When is $\mathfrak{h}$ the derived algebra of some Lie algebra $\mathfrak{g}$?
This clearly imposes some constraints on $\mathfrak{h}$. For example, we know that derived algebras are solvable if and only if they are nilpotent, so if $\mathfrak{h}$ is solvable and not nilpotent, then it's not a derived algebra.
Is this the only obstruction to the existence of $\mathfrak{g}$?
If $\mathfrak{h}$ is perfect, then $\mathfrak{h}$ equals its own commutator subalgebra and hence is a derived algebra.
If $\mathfrak{h}=[\mathfrak{g},\mathfrak{g}]$ is solvable, then also $\mathfrak{g}$ is solvable, so that $[\mathfrak{g},\mathfrak{g}]$ is nilpotent. Then $\mathfrak{h}$ is nilpotent itself. For the nilpotent case we have still other obstructions.
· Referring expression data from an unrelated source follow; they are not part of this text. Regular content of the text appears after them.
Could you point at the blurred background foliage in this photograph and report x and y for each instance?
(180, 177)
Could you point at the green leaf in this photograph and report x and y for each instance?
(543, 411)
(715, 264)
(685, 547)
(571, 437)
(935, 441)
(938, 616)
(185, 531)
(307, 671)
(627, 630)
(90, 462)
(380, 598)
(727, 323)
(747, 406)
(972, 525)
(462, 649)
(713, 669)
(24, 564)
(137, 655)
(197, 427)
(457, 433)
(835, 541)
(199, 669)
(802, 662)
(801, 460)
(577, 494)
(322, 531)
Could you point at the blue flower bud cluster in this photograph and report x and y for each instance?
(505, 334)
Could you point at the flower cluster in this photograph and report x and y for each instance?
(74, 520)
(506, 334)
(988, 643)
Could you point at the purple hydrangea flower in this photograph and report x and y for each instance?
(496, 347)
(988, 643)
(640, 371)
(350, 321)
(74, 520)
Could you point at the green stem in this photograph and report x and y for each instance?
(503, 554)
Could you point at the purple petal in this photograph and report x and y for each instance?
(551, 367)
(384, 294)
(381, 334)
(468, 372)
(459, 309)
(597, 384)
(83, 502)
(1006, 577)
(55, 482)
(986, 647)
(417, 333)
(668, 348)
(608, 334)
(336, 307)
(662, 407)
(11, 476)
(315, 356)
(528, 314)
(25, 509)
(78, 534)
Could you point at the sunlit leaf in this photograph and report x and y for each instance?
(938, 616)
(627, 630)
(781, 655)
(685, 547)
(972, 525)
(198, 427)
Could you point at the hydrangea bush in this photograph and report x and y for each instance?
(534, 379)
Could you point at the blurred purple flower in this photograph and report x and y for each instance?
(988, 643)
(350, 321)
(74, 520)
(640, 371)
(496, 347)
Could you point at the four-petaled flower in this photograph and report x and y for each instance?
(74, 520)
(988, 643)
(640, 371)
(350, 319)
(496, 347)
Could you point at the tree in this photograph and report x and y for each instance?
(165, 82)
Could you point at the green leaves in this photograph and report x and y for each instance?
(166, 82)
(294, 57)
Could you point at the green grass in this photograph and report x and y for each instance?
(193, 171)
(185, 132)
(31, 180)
For some classes of nilpotent Lie algebras we can find an equivalent condition for the property that the given nilpotent Lie algebra is a derived algebra.
As an example, a filiform nilpotent Lie algebra is not a derived algebra if and only if it is characteristically nilpotent (i.e., all derivations are nilpotent) - for details see here:
Derived series of Lie algebra in reverse
In dimension $n\le 6$ every nilpotent Lie algebra is a derived Lie algebra. For dimension $7$, it is easy to find filiform characteristically nilpotent Lie algebras. They cannot be a derived Lie algebra.